Depois de uma semana na Suíça estou lhes enviando o primeiro E-Mail; é meus camaradas tem feito tempo excelente e não tenho tido tempo de parar na casa de algum amigo que tenha internet.

Desde que chegamos aqui, já fizemos 3 caminhadas pelos pré-Alpes e Alpes suíços ; é meus camaradas, eu posso me intitular alpinista ; das 3 investidas, duas foram bem longas, uma na região de Zermatt, tendo como pano de fundo o famoso Matterhorn (Cervin) com 4 horas de efetiva caminhada e desnivelação de aproximadamente 700m e ponto culminante da caminhada a 2.600m, outra com 6 horas de efetiva caminhada, e ponto culminante de 2.025m passando por uma gruta cuja entrada e saída estavam ainda com bastante neve e o interior mais parecia um freezer com alguns trechos do piso com placas de gelo e a terceira visitando uma cabana do clube alpino suíço a 2.825m de altitude com uma visão impressionante para uma geleira bem abaixo da cabana ; a Sylvia tem me acompanhado em todas estas jornadas e tem suportado bem o esforço, ela só reclama um pouco quando tendo opção de itinerário, na hora de optar por um caminho eu sempre escolho o mais difícil ; afinal de contas, montanhista tem que merecer este rótulo, não é mesmo ?

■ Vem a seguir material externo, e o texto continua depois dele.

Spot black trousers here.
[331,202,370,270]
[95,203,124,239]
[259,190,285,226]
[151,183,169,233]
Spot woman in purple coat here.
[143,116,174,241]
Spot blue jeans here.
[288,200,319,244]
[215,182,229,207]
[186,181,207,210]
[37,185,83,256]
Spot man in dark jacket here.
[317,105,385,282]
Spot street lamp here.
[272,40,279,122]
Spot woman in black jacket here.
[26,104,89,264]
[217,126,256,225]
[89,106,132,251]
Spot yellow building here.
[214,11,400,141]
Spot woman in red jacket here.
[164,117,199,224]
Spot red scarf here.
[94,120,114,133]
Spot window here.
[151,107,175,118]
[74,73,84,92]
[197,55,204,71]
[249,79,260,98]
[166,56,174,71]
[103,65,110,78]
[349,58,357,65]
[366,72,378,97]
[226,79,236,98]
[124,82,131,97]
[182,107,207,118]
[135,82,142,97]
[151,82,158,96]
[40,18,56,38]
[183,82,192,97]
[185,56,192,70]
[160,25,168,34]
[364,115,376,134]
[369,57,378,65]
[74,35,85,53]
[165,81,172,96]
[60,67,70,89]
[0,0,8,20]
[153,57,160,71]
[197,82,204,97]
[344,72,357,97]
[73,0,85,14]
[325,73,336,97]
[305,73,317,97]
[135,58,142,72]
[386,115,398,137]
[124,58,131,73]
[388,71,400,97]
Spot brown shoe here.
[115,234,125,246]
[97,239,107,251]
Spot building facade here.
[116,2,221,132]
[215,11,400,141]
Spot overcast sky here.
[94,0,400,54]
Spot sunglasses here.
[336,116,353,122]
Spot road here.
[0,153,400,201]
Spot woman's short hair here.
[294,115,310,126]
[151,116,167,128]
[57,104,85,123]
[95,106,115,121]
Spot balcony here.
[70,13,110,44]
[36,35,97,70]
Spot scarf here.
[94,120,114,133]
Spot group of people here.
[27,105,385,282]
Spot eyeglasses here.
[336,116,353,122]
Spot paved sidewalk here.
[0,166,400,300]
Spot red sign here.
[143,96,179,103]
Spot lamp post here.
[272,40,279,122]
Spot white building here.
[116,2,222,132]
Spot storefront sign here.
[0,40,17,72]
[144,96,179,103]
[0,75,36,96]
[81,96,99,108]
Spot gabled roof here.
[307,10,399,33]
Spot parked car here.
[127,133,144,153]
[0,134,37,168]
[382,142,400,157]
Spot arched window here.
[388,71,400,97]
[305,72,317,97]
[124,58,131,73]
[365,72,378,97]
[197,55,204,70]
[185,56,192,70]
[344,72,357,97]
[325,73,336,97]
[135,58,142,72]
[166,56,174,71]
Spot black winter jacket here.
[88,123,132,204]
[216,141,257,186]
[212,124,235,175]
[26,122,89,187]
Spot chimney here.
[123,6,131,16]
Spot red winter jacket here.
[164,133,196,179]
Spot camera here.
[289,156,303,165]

Nesta segunda-feira dia 03, fomos assistir (foi um presente surpresa para os meus 60 anos, que aliás completo hoje dia 07 de julho) a um showsaço de nada mais nada menos que ”B.B.King”; fomos ao ”Stravinski Auditorium de Montreux” e durante 4 horas de puro ”Blues” curtimos o show ”A Night with B.B. King and Friends”, simplesmente maravilhoso, quando o velhinho começou a tocar o imenso auditório que estava super lotado quase veio abaixo e eu chorei de emoção; realmente a vida é bela e vale a pena ser vivida e participar de momentos como este; obrigado a minha família que me deu este presente, obrigado aos amigos por me aturarem e obrigado ao bom Deus por me permitir viver tudo isso!

Beijos e abraços para todos e até logo.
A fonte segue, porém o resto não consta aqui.